Putusan ini dieksekusi secara sukarela oleh Gubernur Jawa Tengah, namun ternyata pencabutan Izin Lingkungan dan Izin Usaha PT Semen Indonesia yang dilakukan oleh Gubernur Jawa Tengah diikuti penyempurnaan Amdal lama dengan addendum Andal dan RKL-RPL.
Pada 2 Februari 2017, Komisi Penilai Amdal Provinsi Jawa Tengah menilai dan menyatakan adendum Andal dan RKL-RPL PT Semen Indonesia layak, yang diikuti dengan penerbitan kembali Izin Lingkungan.
Baca Juga
Destruktif
Dikatakan, sekalipun tindakan Gubernur Jawa Tengah ini secara formil-teknokratis tampak memenuhi perintah pengadilan, namun secara substantif bersifat destruktif terhadap ruang hidup masyarakat dan keberlanjutan fungsi lingkungan hidup.
Respons senada dituturkan oleh ahli hukum lingkungan dari Fakultas Hukum Universitas Indonesia, Andri G. Wibisana, yang memberi pendapat terkait pertanyaan hukum yang muncul dari tindakan Gubernur Jawa Tengah dalam menerbitkan kembali Izin Lingkungan,
“Pertanyaannya, bisakah izin lingkungan untuk PT Semen Indonesia diberikan di tempat yang relatif sama. Sepanjang pengetahuan saya, pada dasarnya putusan PK melarang ada tambang di karst yang disamakan oleh majelis hakim sebagai sumber air. Namun demikian, majelis tidak menutup kemungkinan adanya penambangan jika memang diperlukan sekali dan dilakukan dengan memperhatikan asas kehati-hatian dan kecermatan,” paparnya.

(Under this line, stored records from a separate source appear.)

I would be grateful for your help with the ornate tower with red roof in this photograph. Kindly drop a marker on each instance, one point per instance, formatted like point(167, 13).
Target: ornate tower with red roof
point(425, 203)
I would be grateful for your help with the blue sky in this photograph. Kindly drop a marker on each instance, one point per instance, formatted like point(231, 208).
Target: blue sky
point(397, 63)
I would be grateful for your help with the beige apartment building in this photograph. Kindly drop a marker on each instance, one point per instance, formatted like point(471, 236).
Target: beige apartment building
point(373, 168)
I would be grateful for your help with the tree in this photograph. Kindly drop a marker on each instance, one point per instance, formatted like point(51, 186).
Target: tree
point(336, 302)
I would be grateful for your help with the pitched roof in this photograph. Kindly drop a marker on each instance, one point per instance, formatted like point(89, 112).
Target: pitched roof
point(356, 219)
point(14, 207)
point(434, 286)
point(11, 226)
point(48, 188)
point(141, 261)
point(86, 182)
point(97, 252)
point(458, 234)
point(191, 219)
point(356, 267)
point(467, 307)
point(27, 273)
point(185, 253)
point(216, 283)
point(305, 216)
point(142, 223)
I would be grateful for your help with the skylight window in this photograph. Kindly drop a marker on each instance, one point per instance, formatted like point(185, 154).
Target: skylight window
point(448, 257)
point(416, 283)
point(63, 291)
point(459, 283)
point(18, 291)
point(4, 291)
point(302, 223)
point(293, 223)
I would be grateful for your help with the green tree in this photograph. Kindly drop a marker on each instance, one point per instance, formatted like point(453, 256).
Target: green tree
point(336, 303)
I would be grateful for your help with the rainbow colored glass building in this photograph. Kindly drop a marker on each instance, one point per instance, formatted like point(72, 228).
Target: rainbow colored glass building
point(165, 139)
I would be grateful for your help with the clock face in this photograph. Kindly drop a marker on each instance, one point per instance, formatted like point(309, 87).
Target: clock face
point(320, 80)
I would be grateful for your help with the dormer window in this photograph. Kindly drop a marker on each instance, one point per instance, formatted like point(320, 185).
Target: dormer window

Seandainya memang kegiatan penambangan masih dimungkinkan, cara Pemprov Jateng membuat adendum Amdal dan menyetujui izin lingkungan dalam waktu singkat memang mencurigakan lantaran trkesan sangat teknokratis, padahal justru gaya teknokratis ini yang sepertinya sudah ditolak majelis dalam pertimbangannya.
Karena itu, ICEL mendesak Presiden sebagai pemegang kekuasaan eksekutif tertinggi untuk segera menghentikan penyelundupan hukum yang dilakukan Gubernur Jawa Tengah dengan menghormati dan melaksanakan putusan Mahkamah Agung dengan menghentikan operasi PT Semen Indonesia.
“Presiden melalui Kementerian Dalam Negeri juga harus memberikan sanksi kepada Gubernur Jawa Tengah karena telah dengan sengaja melakukan penyelundupan hukum dalam menyelenggarakan Pemerintahan Daerah, khususnya dalam kewenangan memberikan Izin Lingkungan,” papar Henri Subagiyo.